In the recent report, An et al [1] was reported olive flounder SOD for the first time that partial SOD cDNA consists of 326 bp and encodes a protein of 109 amino acids and belong to CuZnSOD. The expression level of Of-SOD mRNA was increased with benzo[a]pyrene (BaP) exposure and they suggested that SOD play an important role in the detoxification of ROS caused by BaP exposure, and thus may be indicators of oxidative stress responses. However, the immunological functions of SOD in fish remain poorly characterized.
In this study, we analyzed the expression of Of-SOD spatial and temporal expression to investigate a role of Of-SOD against the invasion of pathogens. The results indicated that Of-SOD transcripts were constitutively expressed in all examined tissues, but the relative levels of expression were variable. Predominant expression of Of-SOD was detected in muscle, liver and brain, while relatively low in spleen and stomach . The expression pattern of teleost SODs in Hemibarbus mylodon [5] and silver carp [21] were somewhat different from that of Of-SOD , suggesting species- specific expression of SOD. However, all these teleost and human [10] SOD transcripts were considerably abundant in metabolically active tissues with high energy requirement such as heart, brain, liver and muscle. This could be related to the oxygen required configuration of those tissues. The differences in the tissue-distribution of Of-SOD expression may be attributed to the balance of various biological processes acting on the production of ROS in different environments.
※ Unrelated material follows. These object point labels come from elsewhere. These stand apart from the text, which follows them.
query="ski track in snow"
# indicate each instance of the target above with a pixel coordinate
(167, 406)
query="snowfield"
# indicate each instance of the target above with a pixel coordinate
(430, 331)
During the VHSV infection, transcript level of the Of-SOD was commonly increased post-challenge at acute response in the all tested tissue, and then expression was rapidly decreased to the ground level at 2 day post-challenge. Reduced mRNA has been restored to basal level in the chronic response in the kidney, muscle and brain, except liver. The expression of Of-SOD generally increased in the acute response but decreased in the chronic infection in the liver, whereas restored from chronic response in other tissues. Liver is an important and critical component in the defense against pathogen infection and contains numerous innate and adaptive immune cells that specialize in detection and capture of pathogens. Also, liver is metabolically active tissues with high energy requirements and has relative abundant mitochondrial content and oxidative burden and these result suggest that Of-SOD exhibited opposite function in acute and chronic responses in the liver.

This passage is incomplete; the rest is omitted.